/serverlessbackend-milestone1

First milestone for the Manning liveProject "Performing Sentiment Analysis on Video with AWS Architectures"

Primary LanguagePython

Securely upload videos to S3 using a serverless architecture

Objective

  • Using AWS Chalice, we will generate and send to the client a pre-signed URL that can be used to upload a file directly to S3. An S3 bucket and folder structure will be created for uploaded files. It is essential to protect the privacy of our users and data, so we will test security and authentication methods.

Considerations before starting

Before starting this project consider veryfying that all necessary servies are available in your region.
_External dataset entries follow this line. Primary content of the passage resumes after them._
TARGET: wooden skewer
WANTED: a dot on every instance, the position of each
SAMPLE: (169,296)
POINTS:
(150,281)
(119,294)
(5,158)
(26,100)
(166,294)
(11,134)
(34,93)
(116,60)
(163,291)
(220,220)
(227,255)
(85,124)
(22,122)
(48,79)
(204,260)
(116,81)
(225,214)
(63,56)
Alt text One way of knowing if those services are available is checking the FAQ:

The services that your region has to support are and that are more infrequent or experimental are:

  • AWS Elastic Transcoder
  • Amazon Comprehend
  • AWS Transcribe

Workflow

  1. Setup and configure AWS CLI

  2. Install and setup AWS Chalice

  3. Create first project with Chalice

    • Create a python virtual environment
  4. Add Python libraries and AWS botocore

    • save the python libraries into a requirements.txt file with pip freeze.
  5. Create an S3 Bucket

    • Modify the .chalice/config.json to give custom policy permissions to the lambda functions to write to S3
    • Add the custom policy in .chalice/policy-dev.json to run for the dev staging.
    • To allow full access to S3 from the lambdas use the following policy:
    {
      "Version": "2012-10-17",
      "Statement": [    
        {
          "Effect": "Allow",
          "Action": [
            "logs:CreateLogGroup",
            "logs:CreateLogStream",
            "logs:PutLogEvents"
          ],
          "Resource": "arn:aws:logs:*:*:*"
        },
        {
          "Effect": "Allow",
          "Action": "s3:*",
          "Resource": "*"
        }
      ]
    }
  6. Build logic for generating the presigned-url as a URL get request on the /presignedurl endpoint.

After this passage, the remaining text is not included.